El Peque, que asistía al interrogatorio igual de tenso que el comisario, sacó de él un sobre. Esparció sobre la mesa su contenido. Guardaba varias fotografías de Leticia entrando y saliendo de su casa y del Congreso. En un folio aparte figuraban los datos de la joven. Herrera seguía igual de tenso.

—Aquí no aparecen las órdenes. ¿Qué queríais de Leticia?

—No lo sé. Yo no la interrogaba. Sólo vigilaba. Carel recibió las instrucciones en una llamada a una cabina telefónica de Callao. Siempre contactaba a través de correos y de una cabina predeterminada. Después, una vez acabado el trabajo, ingresaban el dinero en una de sus cuentas en un banco suizo.

—¿Desde cuándo trabajabais para ese hijo de puta?

—Yo sólo llevaba cinco años, pero mi jefe desde hace veinte.

De repente, el policía escuchó la voz de Leticia dirigiéndose a él.

—No te molestes, Enrique. Este cabrón no sabe nada. Buscaban unas notas de mi padre sobre el informe Jano. Insistían en que las guardaba en algún sitio y que las tenía yo. Me preguntaban por una lista con nombres. Levantaron todo el piso de la calle Cervantes y me trajeron aquí. Creo que esperaban a recibir instrucciones para ver qué hacían conmigo. Habéis llegado a tiempo, porque pensaban matarme. Me habéis salvado la vida.

Se acercó a él y le apretó fuertemente contra su cuerpo.

—Este tipo —prosiguió dirigiéndose al mercenario— no me ha puesto una mano encima. Se ha comportado siempre con corrección. Es un simple convidado de piedra. No creo que su cociente intelectual alcance la media.
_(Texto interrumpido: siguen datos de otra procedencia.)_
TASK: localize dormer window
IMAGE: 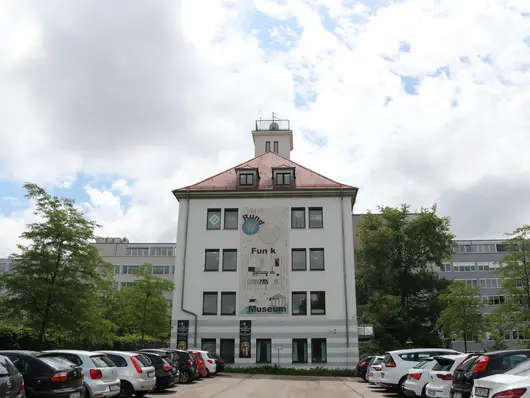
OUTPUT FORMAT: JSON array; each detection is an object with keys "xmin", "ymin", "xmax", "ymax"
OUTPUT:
[
  {"xmin": 273, "ymin": 167, "xmax": 295, "ymax": 188},
  {"xmin": 236, "ymin": 168, "xmax": 258, "ymax": 188}
]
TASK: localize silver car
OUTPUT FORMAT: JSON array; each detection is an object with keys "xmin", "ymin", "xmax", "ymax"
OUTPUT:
[
  {"xmin": 100, "ymin": 351, "xmax": 156, "ymax": 398},
  {"xmin": 39, "ymin": 350, "xmax": 120, "ymax": 398}
]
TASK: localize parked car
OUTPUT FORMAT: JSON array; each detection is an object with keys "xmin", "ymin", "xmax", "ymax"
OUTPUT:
[
  {"xmin": 365, "ymin": 355, "xmax": 385, "ymax": 384},
  {"xmin": 425, "ymin": 354, "xmax": 479, "ymax": 398},
  {"xmin": 0, "ymin": 350, "xmax": 85, "ymax": 398},
  {"xmin": 0, "ymin": 355, "xmax": 26, "ymax": 398},
  {"xmin": 189, "ymin": 350, "xmax": 217, "ymax": 377},
  {"xmin": 403, "ymin": 357, "xmax": 437, "ymax": 397},
  {"xmin": 188, "ymin": 351, "xmax": 208, "ymax": 377},
  {"xmin": 355, "ymin": 356, "xmax": 375, "ymax": 380},
  {"xmin": 208, "ymin": 351, "xmax": 225, "ymax": 374},
  {"xmin": 451, "ymin": 349, "xmax": 530, "ymax": 398},
  {"xmin": 100, "ymin": 351, "xmax": 156, "ymax": 398},
  {"xmin": 471, "ymin": 360, "xmax": 530, "ymax": 398},
  {"xmin": 137, "ymin": 352, "xmax": 179, "ymax": 391},
  {"xmin": 378, "ymin": 348, "xmax": 461, "ymax": 394},
  {"xmin": 140, "ymin": 348, "xmax": 196, "ymax": 383},
  {"xmin": 39, "ymin": 350, "xmax": 121, "ymax": 398}
]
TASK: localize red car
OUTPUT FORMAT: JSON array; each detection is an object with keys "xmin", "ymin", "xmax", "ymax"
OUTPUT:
[{"xmin": 190, "ymin": 351, "xmax": 208, "ymax": 377}]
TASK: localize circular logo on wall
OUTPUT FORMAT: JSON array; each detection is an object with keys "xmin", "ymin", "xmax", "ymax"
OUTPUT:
[{"xmin": 241, "ymin": 218, "xmax": 260, "ymax": 235}]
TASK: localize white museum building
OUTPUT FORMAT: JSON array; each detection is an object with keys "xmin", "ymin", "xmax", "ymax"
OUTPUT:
[{"xmin": 171, "ymin": 120, "xmax": 359, "ymax": 368}]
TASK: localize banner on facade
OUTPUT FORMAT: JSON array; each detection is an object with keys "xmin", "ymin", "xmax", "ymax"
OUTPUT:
[
  {"xmin": 239, "ymin": 321, "xmax": 252, "ymax": 358},
  {"xmin": 177, "ymin": 319, "xmax": 190, "ymax": 350},
  {"xmin": 238, "ymin": 207, "xmax": 291, "ymax": 316}
]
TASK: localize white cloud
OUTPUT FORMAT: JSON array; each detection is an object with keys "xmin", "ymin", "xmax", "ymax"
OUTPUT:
[{"xmin": 0, "ymin": 0, "xmax": 530, "ymax": 255}]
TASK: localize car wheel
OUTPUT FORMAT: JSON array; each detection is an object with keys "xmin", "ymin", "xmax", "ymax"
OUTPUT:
[
  {"xmin": 179, "ymin": 372, "xmax": 190, "ymax": 383},
  {"xmin": 120, "ymin": 380, "xmax": 134, "ymax": 398}
]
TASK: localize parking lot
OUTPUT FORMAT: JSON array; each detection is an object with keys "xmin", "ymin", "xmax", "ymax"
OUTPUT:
[{"xmin": 150, "ymin": 374, "xmax": 390, "ymax": 398}]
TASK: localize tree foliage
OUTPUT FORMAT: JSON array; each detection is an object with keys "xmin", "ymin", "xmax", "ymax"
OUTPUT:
[
  {"xmin": 437, "ymin": 281, "xmax": 484, "ymax": 352},
  {"xmin": 355, "ymin": 205, "xmax": 454, "ymax": 350},
  {"xmin": 105, "ymin": 263, "xmax": 174, "ymax": 341},
  {"xmin": 0, "ymin": 183, "xmax": 112, "ymax": 343}
]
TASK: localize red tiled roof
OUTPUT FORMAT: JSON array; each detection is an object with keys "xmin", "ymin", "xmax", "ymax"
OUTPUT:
[{"xmin": 173, "ymin": 152, "xmax": 356, "ymax": 191}]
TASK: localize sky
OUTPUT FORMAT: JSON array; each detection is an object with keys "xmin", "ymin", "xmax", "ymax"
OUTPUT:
[{"xmin": 0, "ymin": 0, "xmax": 530, "ymax": 257}]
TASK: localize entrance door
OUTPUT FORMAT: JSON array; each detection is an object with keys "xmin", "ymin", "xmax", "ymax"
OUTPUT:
[
  {"xmin": 256, "ymin": 339, "xmax": 272, "ymax": 363},
  {"xmin": 219, "ymin": 339, "xmax": 236, "ymax": 363}
]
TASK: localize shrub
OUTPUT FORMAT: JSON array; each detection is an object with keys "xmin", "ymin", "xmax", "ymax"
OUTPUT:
[{"xmin": 225, "ymin": 365, "xmax": 353, "ymax": 377}]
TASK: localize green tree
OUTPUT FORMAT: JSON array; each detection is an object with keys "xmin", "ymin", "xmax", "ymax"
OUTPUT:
[
  {"xmin": 117, "ymin": 263, "xmax": 174, "ymax": 343},
  {"xmin": 436, "ymin": 281, "xmax": 484, "ymax": 352},
  {"xmin": 484, "ymin": 302, "xmax": 517, "ymax": 350},
  {"xmin": 499, "ymin": 225, "xmax": 530, "ymax": 345},
  {"xmin": 355, "ymin": 205, "xmax": 454, "ymax": 350},
  {"xmin": 0, "ymin": 183, "xmax": 112, "ymax": 344}
]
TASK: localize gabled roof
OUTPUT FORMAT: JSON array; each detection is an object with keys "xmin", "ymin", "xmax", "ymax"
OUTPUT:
[{"xmin": 173, "ymin": 152, "xmax": 358, "ymax": 202}]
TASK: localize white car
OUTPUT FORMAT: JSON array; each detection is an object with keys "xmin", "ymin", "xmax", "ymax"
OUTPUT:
[
  {"xmin": 403, "ymin": 357, "xmax": 437, "ymax": 397},
  {"xmin": 39, "ymin": 350, "xmax": 121, "ymax": 398},
  {"xmin": 366, "ymin": 356, "xmax": 385, "ymax": 384},
  {"xmin": 377, "ymin": 348, "xmax": 461, "ymax": 394},
  {"xmin": 100, "ymin": 351, "xmax": 156, "ymax": 398},
  {"xmin": 471, "ymin": 360, "xmax": 530, "ymax": 398},
  {"xmin": 425, "ymin": 354, "xmax": 479, "ymax": 398},
  {"xmin": 190, "ymin": 349, "xmax": 217, "ymax": 377}
]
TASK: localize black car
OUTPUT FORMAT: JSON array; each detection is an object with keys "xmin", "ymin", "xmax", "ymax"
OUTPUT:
[
  {"xmin": 0, "ymin": 351, "xmax": 85, "ymax": 398},
  {"xmin": 355, "ymin": 356, "xmax": 375, "ymax": 380},
  {"xmin": 208, "ymin": 352, "xmax": 225, "ymax": 373},
  {"xmin": 451, "ymin": 349, "xmax": 530, "ymax": 398},
  {"xmin": 141, "ymin": 348, "xmax": 199, "ymax": 383},
  {"xmin": 0, "ymin": 355, "xmax": 26, "ymax": 398},
  {"xmin": 140, "ymin": 350, "xmax": 179, "ymax": 391}
]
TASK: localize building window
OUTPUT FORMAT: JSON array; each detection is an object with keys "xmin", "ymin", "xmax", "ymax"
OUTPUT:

Es una masa de músculos.

Juan interrumpió a Leticia.

—Pero es el hijo de puta que me ha empujado a las vías del metro. Algo no cuadra en todo esto. Si Arturo se ha arriesgado a matarme, a secuestrar a Leticia y a quemar a un comando de los limpiadores es porque estaba convencido de que Pellón guardaba algo importante sobre Jano. Os puedo asegurar que yo no lo guardo entre los papeles que me dejó. Tampoco lo hallamos entre los papeles de la calle Cervantes. ¿Dónde lo habrá escondido?

Leticia contestó:

—Se nos escapa algo. No podemos estar seguros de que la orden parta de Arturo. Mi padre tuvo que darte alguna pista en la reunión que mantuvo contigo. Él era muy rebuscado.

—Leticia, ¿piensas que el informe podría estar aquí y que sólo perjudica a Arturo y a su clan?

Tomó la palabra Enrique.

—Dudo que los documentos estén aquí. Han revuelto la casa de arriba abajo y no han encontrado nada.

El comisario continuó con su interrogatorio.

—Bueno, vosotros dos ya no pintáis nada. Uno de mis hombres os devolverá a Madrid. Leticia, ¿necesitas que te lleven a un hospital? De este pájaro nos encargamos nosotros. Ahora me cantará las hazañas de los limpiadores y qué han hecho con Victoria. Me llevará un tiempo. Nos vemos mañana; debo intentar reconstruir todos los pasos. Hay piezas que no encajan.